- Complication: The closing LI tag is optional.
- Simplification: An LI element can only be closed by a few tags, they will always close an LI element, and one of them must be present. They are: </LI>, <LI>, </OL> and </UL>.
- Simplification: OL, UL and LI elements cannot be placed inside of a SPAN element.
- Complication: OL, UL and (indirectly) LI elements can be placed inside of an LI element.
our $ul_or_ol;
local $ul_or_ol = qr{
(?:
<ul \b
(?:
(??{ $ul_or_ol })
|
(?! </ul \b ).
)*
</ul \b [^>]* >
|
<ol \b
(?:
(??{ $ul_or_ol })
|
(?! </ol \b ).
)*
</ol \b [^>]* >
)
}xi;
my $re = qr{
<li \b [^>]* >
<span class="[^"]+">
[^<]+
</span>
(
(?:
$ul_or_ol
|
(?! < (?:li|/li|/ol|/ul) \b ).
)*
)
(?:
</li \b [^>]* >
|
(?= < (?:li|/ol|/ul) \b )
)
}xi;
- Bug/Assumption: The above can fail if there's a < or a > inside an attribute value, a comment, a script or a style.

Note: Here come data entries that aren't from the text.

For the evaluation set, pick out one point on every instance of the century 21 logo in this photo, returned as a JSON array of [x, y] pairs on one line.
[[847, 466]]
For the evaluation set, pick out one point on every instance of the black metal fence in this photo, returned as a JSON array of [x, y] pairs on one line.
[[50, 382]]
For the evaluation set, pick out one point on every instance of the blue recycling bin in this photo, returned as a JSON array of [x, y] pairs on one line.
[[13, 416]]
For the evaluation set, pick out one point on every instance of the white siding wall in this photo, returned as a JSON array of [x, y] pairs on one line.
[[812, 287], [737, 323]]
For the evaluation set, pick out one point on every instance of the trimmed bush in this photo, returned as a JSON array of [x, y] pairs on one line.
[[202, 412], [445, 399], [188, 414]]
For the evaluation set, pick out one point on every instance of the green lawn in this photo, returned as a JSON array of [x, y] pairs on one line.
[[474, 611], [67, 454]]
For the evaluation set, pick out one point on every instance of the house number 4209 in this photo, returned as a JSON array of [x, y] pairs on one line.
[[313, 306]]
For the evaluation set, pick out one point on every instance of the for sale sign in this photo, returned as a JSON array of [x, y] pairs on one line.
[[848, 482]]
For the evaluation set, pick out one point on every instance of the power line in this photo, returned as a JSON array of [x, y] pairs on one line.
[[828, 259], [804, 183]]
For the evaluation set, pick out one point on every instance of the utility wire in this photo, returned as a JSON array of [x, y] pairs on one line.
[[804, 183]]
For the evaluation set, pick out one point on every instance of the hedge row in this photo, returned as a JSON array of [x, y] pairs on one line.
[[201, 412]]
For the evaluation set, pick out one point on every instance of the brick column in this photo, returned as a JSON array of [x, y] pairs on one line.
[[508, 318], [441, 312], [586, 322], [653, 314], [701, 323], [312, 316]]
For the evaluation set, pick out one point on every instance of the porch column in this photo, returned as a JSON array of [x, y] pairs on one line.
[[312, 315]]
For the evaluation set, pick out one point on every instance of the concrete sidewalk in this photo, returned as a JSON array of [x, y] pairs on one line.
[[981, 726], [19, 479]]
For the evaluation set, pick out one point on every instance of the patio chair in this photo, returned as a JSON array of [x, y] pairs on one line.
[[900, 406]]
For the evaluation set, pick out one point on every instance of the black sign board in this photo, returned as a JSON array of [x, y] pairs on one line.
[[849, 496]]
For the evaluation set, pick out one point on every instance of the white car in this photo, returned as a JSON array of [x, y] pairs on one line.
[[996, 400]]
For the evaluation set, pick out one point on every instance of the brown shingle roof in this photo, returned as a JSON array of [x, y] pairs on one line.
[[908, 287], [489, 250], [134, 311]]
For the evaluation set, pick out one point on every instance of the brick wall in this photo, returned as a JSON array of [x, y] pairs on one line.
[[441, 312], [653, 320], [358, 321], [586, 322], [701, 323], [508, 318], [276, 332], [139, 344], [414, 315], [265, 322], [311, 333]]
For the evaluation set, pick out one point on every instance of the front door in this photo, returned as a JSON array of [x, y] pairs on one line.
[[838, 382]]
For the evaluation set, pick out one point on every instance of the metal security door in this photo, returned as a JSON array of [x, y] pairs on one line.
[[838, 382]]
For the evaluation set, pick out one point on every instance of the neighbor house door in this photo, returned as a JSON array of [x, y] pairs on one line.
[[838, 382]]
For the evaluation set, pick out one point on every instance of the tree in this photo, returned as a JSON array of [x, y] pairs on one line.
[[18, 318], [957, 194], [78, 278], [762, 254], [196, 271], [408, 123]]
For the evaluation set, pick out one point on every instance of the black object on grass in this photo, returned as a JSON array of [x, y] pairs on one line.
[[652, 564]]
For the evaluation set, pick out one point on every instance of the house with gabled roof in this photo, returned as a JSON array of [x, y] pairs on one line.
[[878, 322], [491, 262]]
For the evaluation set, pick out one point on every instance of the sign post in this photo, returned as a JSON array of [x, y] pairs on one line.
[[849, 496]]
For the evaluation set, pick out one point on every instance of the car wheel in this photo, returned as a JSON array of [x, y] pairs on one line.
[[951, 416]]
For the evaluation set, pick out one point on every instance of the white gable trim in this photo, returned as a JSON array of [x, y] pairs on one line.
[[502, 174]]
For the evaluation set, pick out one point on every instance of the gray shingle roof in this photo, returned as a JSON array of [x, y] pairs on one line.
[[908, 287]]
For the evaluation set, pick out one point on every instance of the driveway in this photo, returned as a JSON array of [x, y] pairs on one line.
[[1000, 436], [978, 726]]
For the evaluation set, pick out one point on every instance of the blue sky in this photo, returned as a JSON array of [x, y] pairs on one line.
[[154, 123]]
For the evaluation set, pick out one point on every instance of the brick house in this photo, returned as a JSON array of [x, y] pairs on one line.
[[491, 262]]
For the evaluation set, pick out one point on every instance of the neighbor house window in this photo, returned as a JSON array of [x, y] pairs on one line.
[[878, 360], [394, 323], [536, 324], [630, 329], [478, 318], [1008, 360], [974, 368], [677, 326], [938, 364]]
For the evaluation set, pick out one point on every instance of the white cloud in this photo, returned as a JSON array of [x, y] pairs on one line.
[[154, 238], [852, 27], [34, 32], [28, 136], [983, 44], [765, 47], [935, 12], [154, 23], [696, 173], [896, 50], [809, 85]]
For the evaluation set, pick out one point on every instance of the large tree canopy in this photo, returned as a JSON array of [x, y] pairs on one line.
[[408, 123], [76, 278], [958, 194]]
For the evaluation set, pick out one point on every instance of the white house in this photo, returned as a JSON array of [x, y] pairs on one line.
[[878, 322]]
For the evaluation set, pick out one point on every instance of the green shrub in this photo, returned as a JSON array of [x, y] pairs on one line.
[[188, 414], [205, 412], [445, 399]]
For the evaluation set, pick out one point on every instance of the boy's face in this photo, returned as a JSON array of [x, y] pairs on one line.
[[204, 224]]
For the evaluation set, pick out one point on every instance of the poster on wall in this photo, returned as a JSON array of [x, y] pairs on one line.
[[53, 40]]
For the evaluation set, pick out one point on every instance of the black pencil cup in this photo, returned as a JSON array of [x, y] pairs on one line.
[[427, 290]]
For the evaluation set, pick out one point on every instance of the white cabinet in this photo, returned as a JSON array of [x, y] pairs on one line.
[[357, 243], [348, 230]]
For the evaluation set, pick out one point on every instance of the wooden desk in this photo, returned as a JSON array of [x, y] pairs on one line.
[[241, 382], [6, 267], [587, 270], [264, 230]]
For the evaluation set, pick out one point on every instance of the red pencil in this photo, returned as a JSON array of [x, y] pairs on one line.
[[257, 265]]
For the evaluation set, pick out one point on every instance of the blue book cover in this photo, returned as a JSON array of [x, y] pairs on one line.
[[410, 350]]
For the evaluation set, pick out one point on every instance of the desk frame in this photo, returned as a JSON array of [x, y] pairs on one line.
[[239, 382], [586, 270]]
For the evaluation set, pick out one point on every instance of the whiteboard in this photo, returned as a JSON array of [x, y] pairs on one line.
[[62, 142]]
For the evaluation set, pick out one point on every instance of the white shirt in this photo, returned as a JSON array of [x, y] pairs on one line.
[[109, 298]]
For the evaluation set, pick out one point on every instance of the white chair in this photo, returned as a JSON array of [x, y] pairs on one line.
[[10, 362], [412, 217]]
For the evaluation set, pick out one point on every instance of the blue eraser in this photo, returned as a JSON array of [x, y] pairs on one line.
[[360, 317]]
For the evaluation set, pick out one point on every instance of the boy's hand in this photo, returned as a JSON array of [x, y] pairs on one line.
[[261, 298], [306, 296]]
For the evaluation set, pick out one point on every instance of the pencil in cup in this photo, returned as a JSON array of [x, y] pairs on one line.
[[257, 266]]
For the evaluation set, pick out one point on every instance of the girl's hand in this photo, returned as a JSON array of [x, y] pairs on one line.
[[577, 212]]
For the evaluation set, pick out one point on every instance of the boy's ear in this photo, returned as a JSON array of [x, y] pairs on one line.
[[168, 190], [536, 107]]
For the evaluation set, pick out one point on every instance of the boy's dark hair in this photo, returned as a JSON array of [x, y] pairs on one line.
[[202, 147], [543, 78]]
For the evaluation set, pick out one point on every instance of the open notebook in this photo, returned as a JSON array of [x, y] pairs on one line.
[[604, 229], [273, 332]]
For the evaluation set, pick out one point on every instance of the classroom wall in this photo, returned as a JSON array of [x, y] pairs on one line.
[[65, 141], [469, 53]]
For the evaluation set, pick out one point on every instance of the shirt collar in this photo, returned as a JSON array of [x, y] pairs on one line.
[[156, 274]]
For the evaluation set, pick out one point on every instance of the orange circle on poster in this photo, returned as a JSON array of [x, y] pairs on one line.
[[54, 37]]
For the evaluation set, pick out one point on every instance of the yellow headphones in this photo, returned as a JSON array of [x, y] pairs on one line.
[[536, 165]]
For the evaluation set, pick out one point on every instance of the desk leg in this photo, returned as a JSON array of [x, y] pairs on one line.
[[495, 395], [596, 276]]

- Bug/Assumption: The above can fail if some valid SGML constructs are used. Fortunately, noone uses them.
- Bug: Unmaintainable.
- Note: It can be simplified if more assumptions are made. It can be optimized as well.
Untested.
Update: Fixed to handle nested lists in the "MATCH HERE" portion.